POSTMODERN DREAMS
The Kerry James Marshall retrospective at the Met Breuer, Mastry, attracted the most energetic and eclectic museum crowd I’ve ever seen. Marshall is African American, and publicity surrounding the show was pointedly political. An explanatory wall text notes that his work “synthesizes a wide range of pictorial traditions to counter stereotypical representations of black people in society and reassert the place of the black figure within the canon of Western painting.“ Marshall’s richly-colored, mural-sized canvases are strongly graphic, with characters often rendered in profile, and fields in flat, bold colors. They have the kinetic energy of posters, quilts and graffiti. Some capture everyday scenes from black American life: a beauty salon, a barber shop, two lovers in bed. Others capture moments from black history: the failure to seize a rogue slave ship, the colonization of South Africa by the Dutch.

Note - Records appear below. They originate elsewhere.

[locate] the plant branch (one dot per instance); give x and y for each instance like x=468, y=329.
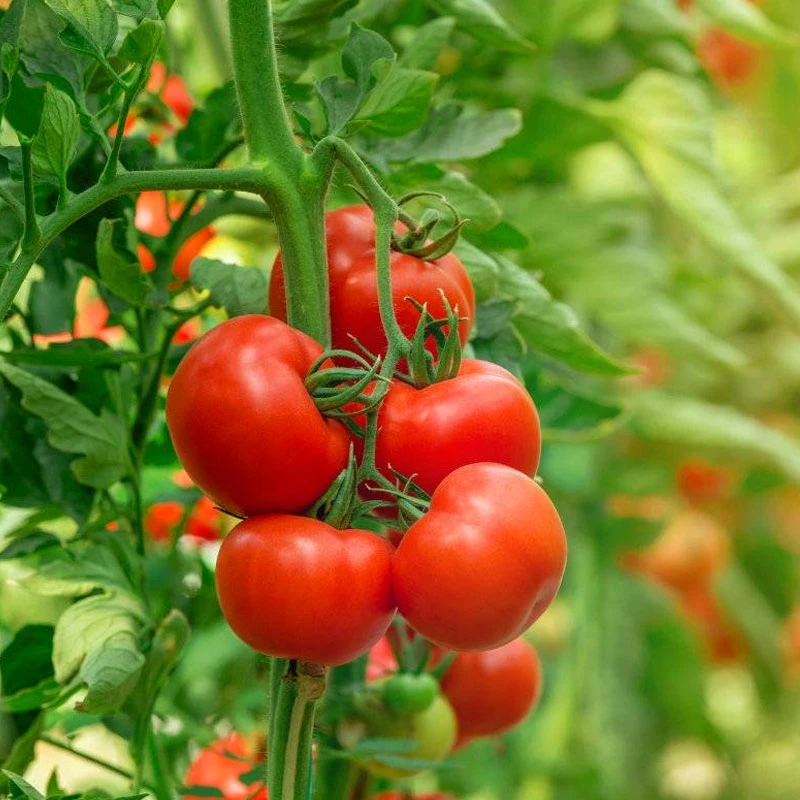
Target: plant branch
x=267, y=127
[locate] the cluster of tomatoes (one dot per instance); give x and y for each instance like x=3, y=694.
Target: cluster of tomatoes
x=480, y=563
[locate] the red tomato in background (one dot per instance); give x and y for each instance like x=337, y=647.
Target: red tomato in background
x=702, y=483
x=483, y=414
x=243, y=424
x=221, y=765
x=484, y=563
x=350, y=236
x=295, y=587
x=693, y=548
x=494, y=690
x=154, y=217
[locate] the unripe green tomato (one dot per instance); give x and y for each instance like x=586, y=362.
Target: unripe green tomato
x=433, y=730
x=405, y=693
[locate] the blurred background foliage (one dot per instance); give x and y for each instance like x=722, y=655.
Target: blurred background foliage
x=654, y=187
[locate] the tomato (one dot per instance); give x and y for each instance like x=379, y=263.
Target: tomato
x=295, y=587
x=702, y=483
x=494, y=690
x=244, y=427
x=483, y=414
x=484, y=563
x=162, y=519
x=350, y=234
x=154, y=217
x=204, y=522
x=220, y=767
x=433, y=731
x=407, y=693
x=692, y=549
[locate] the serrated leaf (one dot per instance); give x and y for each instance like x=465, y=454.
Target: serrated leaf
x=687, y=422
x=239, y=290
x=550, y=327
x=54, y=145
x=666, y=123
x=480, y=19
x=119, y=269
x=424, y=49
x=91, y=26
x=452, y=133
x=747, y=21
x=72, y=428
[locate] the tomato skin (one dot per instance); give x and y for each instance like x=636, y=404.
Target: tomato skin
x=494, y=690
x=295, y=587
x=244, y=427
x=217, y=766
x=350, y=234
x=484, y=563
x=483, y=414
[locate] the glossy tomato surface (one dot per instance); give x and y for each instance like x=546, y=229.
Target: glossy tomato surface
x=350, y=235
x=245, y=428
x=221, y=766
x=484, y=563
x=494, y=690
x=483, y=414
x=294, y=587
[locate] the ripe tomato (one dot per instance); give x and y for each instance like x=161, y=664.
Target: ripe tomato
x=702, y=483
x=692, y=549
x=244, y=427
x=483, y=414
x=494, y=690
x=433, y=730
x=152, y=217
x=295, y=587
x=484, y=563
x=350, y=234
x=221, y=765
x=161, y=520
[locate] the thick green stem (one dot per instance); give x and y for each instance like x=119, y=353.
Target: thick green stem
x=295, y=689
x=267, y=128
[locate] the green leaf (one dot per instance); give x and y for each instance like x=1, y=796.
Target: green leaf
x=72, y=428
x=747, y=21
x=91, y=26
x=695, y=424
x=550, y=327
x=480, y=19
x=399, y=103
x=452, y=133
x=54, y=145
x=211, y=127
x=666, y=123
x=239, y=290
x=120, y=270
x=428, y=42
x=140, y=43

Despite political interpretations, the paintings are most remarkable for their skillful postmodern storytelling, employing fractured imagery to upend conventional narratives. Scenes are constructed within a conventional perspectival background, and their integrity is questioned by a web of seemingly random graphic marks
laid right on top of them: letters, numbers, banners, logos, and puddles and streaks of paint. The complex, layered
image-making recalls the work of David Salle, and
the sensual handling recalls the work of Eric Fischl. But Marshall’s work is more ambitious formally and more troubling emotionally than that of either of his contemporaries.
In the most powerful paintings, the dissonant overlapping and accumulation of images exposes the distance between American life and the American dream. A series of paintings completed in the 1980′s (including Better Homes and Better Gardens, above) shows black men, women and children emerging from handsome apartment blocks, playing on tidy suburban yards, sunning themselves at the beach, and resting inside homes. They’re surrounded by all the acoutrements of good bourgeois living: flags and banners, sprawling green lawns, flowering trees, gently winding streets, sunny skies. But the stray texts, strokes and smears floating on the surface above them expose the scene as a fiction, and the canvas as an unreliable, illusory surface. The very structure of the paintings suggests that, for black Americans, undisturbed good living might remain a fiction.